Bucky już nie odpowiedział. Najchętniej by się nie zgodził, nie chciał, by kobieta narażała się za niego, ale nie chciał też się z nią kłócić. Wolał poleżeć, delektując się jej bliskością i ciepłem. Nikogo nie dopuścił jeszcze tak blisko do siebie, ale z Naomi to wszystko wychodziło tak naturalnie i nie wymuszenie, że nie mógł odmówić. Uśmiechnął się pod nosem, czując jak jej chodne dłonie wsuwają się pod jego plecy. Ale był z niej mały zmarzluch, nawet gdy miała futro często się trzęsła z zimna. Widać zmiany wyglądu miały swoje konsekwencje.

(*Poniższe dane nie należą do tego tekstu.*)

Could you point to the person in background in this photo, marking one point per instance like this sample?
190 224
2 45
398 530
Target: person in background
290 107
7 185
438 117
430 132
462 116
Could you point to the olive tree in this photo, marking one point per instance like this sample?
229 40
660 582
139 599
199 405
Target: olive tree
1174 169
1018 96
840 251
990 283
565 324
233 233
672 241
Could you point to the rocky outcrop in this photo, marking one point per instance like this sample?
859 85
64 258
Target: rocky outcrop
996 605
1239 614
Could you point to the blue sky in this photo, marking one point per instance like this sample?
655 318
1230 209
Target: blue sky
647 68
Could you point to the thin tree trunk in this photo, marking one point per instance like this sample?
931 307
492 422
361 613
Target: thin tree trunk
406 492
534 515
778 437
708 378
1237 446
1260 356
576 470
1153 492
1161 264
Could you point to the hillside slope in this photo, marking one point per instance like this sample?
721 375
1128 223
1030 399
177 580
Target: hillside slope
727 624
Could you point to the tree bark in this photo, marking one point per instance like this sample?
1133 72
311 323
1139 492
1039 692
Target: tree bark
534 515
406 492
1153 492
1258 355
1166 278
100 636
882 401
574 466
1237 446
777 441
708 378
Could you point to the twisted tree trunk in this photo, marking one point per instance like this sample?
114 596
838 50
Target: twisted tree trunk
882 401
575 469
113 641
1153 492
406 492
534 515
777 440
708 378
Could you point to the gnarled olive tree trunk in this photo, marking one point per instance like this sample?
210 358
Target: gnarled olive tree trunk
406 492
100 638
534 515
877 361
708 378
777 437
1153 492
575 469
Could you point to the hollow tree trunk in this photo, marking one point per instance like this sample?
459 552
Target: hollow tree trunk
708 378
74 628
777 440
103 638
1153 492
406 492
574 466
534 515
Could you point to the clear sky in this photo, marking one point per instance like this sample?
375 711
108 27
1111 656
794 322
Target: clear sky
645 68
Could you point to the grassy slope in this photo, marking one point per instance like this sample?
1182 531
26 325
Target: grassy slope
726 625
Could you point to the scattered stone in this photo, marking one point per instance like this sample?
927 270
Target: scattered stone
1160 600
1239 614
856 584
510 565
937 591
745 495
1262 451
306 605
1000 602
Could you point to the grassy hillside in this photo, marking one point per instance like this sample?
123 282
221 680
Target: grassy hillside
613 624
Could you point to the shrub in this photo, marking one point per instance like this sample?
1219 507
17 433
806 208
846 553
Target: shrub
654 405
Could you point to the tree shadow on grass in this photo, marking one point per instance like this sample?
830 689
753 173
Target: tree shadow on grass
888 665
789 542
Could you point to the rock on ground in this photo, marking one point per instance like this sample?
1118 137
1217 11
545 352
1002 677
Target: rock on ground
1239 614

-Wszystko się ułoży. Zobaczysz. – zapewnił i pocałował ją w czubek głowy, tak jak to robił, gdy dziewczyna była kotem. Poza tym... mówiąc, że wszystko się ułoży pierwszy raz w to wierzył. Wyczuwał w dziewczynie siłę, wiedział że osiągnie jeszcze wielkie rzeczy. Była silna, może nawet silniejsza niż wszyscy tutaj...
Minęło kilka dni, podczas których Naomi na powrót uczyła się żyć po ludzku. Większość rzeczy przypomniała sobie zadziwiająco szybko i bez problemów zdawała już wszystkie testy sprawnościowe. Jak się okazało siłowo... siłowo była beznadziejna. Nie potrafiła się bić bez używania mocy, wykonać ciosu... w walce wręcz jedynie robiła uniki. Jednak testy na zwinność i wytrzymałość zdawała z niebywałymi wynikami. I chociaż ostatecznie przegrałaby każdą walkę to jednak szpiegiem wydawała się być bardzo dobrym. Pewnie dlatego już miesiąc po tym, jak wszyscy odkryli jej sekret została wezwana do gabinetu Fury'ego.
-Pora byś udowodniła po czyjej stoisz stronie, Naomi. – zaczął i rzucił przed nią teczkę z jakimiś dokumentami – twoja pierwsza misja. Ty, Barnes, Rogers. Zaczynacie jutro.